Sur le web, il existe aujourd’hui de vastes communautés de fans dévoués qui se consacrent exclusivement à la restauration de ces anciennes perceuses, s’efforçant de leur redonner leur éclat d’antan avec passion. Les vidéos illustrant ces rénovations fascinantes cumulent d’ailleurs couramment des dizaines de milliers de vues.

Si vous tombez par hasard sur une vieille chignole à poitrine dans le grenier, inspectez minutieusement la plaque indiquant le nom du fabricant. Les marques historiques telles que Yankee, Millers Falls ou encore Goodell Pratt figurent parmi les pièces les plus ardemment recherchées.

Les amateurs traquent en priorité les exemplaires dotés de leur peinture d’origine et d’un mécanisme parfaitement fluide. Une restauration maladroite ou une nouvelle couche de peinture fait immédiatement chuter l’attractivité de l’outil, tandis que les originaux dans un état de conservation irréprochable pulvérisent les records de vente.

Aujourd’hui, les modèles courants bien conservés s’échangent généralement contre des sommes allant de 266 à 1 111 couronnes suédoises (ce qui équivaut à environ 600 à 2 500 couronnes tchèques).

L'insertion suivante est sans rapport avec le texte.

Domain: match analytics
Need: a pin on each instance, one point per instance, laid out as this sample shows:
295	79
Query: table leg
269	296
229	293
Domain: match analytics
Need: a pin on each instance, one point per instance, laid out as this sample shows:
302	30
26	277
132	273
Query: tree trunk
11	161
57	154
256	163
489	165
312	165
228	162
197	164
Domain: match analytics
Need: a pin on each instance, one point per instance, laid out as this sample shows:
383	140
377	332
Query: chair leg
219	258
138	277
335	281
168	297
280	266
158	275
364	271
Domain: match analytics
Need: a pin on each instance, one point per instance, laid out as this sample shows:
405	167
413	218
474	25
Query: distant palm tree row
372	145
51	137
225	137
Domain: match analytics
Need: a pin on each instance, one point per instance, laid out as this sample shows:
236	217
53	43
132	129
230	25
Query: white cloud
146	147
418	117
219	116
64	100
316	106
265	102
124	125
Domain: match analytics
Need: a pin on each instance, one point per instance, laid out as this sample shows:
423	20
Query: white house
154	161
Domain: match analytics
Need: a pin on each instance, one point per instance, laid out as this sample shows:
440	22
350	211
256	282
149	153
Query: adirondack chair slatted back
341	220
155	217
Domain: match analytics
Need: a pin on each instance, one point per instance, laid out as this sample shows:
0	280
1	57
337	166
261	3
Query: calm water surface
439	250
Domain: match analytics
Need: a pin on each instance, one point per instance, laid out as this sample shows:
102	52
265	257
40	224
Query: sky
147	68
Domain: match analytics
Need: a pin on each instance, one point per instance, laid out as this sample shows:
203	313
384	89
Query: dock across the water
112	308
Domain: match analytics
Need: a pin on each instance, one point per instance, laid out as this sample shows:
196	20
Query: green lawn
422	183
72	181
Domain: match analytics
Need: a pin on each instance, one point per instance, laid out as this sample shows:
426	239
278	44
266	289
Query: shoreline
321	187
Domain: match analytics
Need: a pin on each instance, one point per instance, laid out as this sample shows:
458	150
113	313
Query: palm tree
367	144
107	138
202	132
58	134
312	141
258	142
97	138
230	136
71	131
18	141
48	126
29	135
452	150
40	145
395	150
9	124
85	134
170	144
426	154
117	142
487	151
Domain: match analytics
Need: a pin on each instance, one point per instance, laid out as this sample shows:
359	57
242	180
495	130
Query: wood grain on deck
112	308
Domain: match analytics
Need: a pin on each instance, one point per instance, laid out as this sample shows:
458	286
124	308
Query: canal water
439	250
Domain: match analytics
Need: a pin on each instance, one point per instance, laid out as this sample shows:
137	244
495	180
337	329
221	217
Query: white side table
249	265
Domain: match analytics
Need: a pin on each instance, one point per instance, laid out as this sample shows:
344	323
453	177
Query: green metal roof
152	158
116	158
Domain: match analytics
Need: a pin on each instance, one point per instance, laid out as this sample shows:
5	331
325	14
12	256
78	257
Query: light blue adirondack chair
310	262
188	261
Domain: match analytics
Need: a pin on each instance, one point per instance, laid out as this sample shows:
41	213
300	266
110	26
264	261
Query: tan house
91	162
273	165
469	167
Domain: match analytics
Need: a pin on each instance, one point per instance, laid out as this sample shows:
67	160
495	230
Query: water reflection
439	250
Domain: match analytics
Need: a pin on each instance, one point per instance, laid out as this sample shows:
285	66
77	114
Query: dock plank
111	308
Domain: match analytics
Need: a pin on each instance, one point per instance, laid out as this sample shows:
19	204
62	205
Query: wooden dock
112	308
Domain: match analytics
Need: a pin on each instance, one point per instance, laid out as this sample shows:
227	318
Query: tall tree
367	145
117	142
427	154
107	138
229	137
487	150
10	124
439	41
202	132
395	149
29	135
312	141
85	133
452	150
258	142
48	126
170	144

Cependant, si vous possédez un exemplaire d’une rareté exceptionnelle datant de la fin du XIXe siècle, vous pourriez empocher approximativement 4 447 couronnes suédoises (près de 10 000 CZK).

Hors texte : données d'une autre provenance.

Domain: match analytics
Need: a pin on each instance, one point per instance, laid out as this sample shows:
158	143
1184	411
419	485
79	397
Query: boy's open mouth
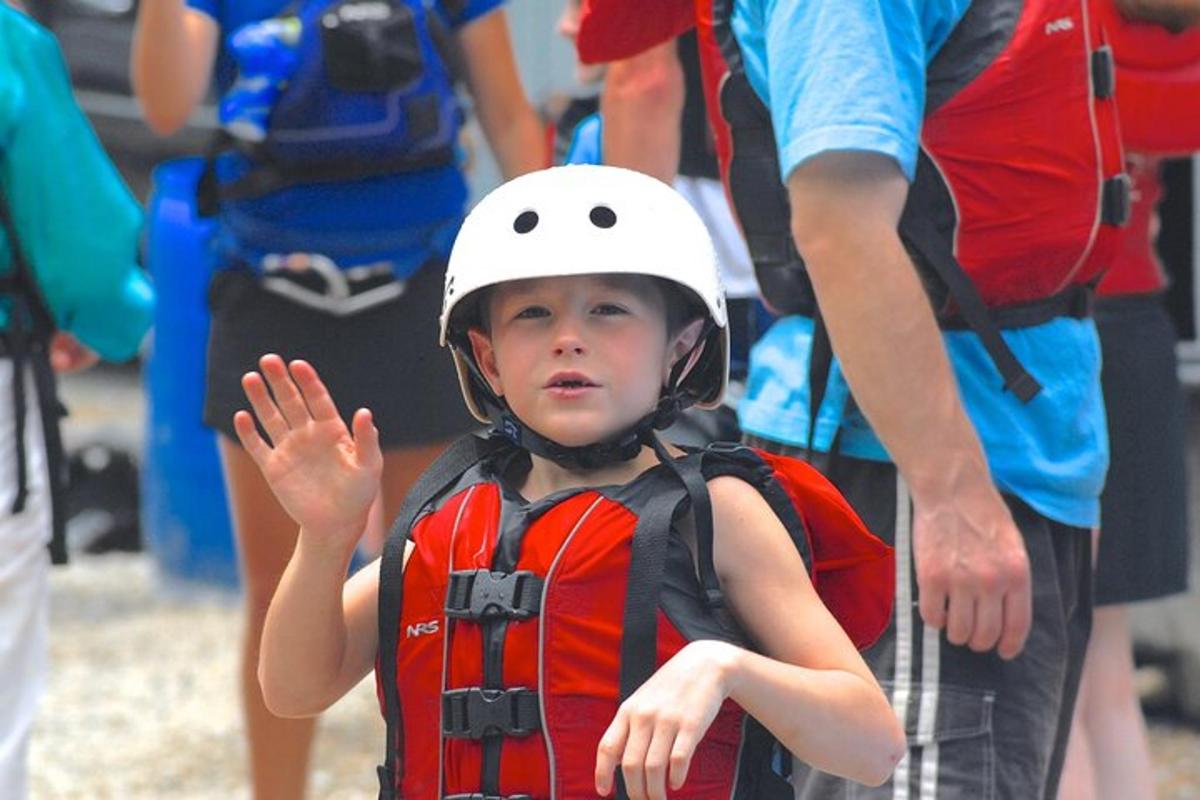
569	380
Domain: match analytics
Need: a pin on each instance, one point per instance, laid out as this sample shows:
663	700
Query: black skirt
385	359
1144	531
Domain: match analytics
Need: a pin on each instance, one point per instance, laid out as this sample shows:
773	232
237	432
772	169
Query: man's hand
324	476
972	570
69	355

Sur les plateformes d’enchères en ligne les plus fréquentées, le montant moyen d’une transaction oscille le plus souvent entre 667 et 1 780 couronnes suédoises.

Lors de votre prochain grand ménage dans l’atelier, gardez donc les yeux grands ouverts. Ce qui vous semble être un banal amas de ferraille abandonné dans un recoin pourrait bien se métamorphoser en une rentrée d’argent inespérée.

Author

  • Marie est née à Paris en 1995 mais a grandi à Lyon. Elle a créé son blog, EnjoyPhoenix, en 2011, alors qu'elle était au lycée, pour faire face au harcèlement scolaire. Commençant par de simples tutoriels de maquillage, elle est rapidement devenue une icône beauté incontournable en France. Marie a écrit plusieurs livres, a lancé sa propre marque de cosmétiques et de vêtements éco-responsables, Leaves and Clouds, et apparaît régulièrement dans de grandes émissions de télévision (comme la version française de « Danse avec les stars »).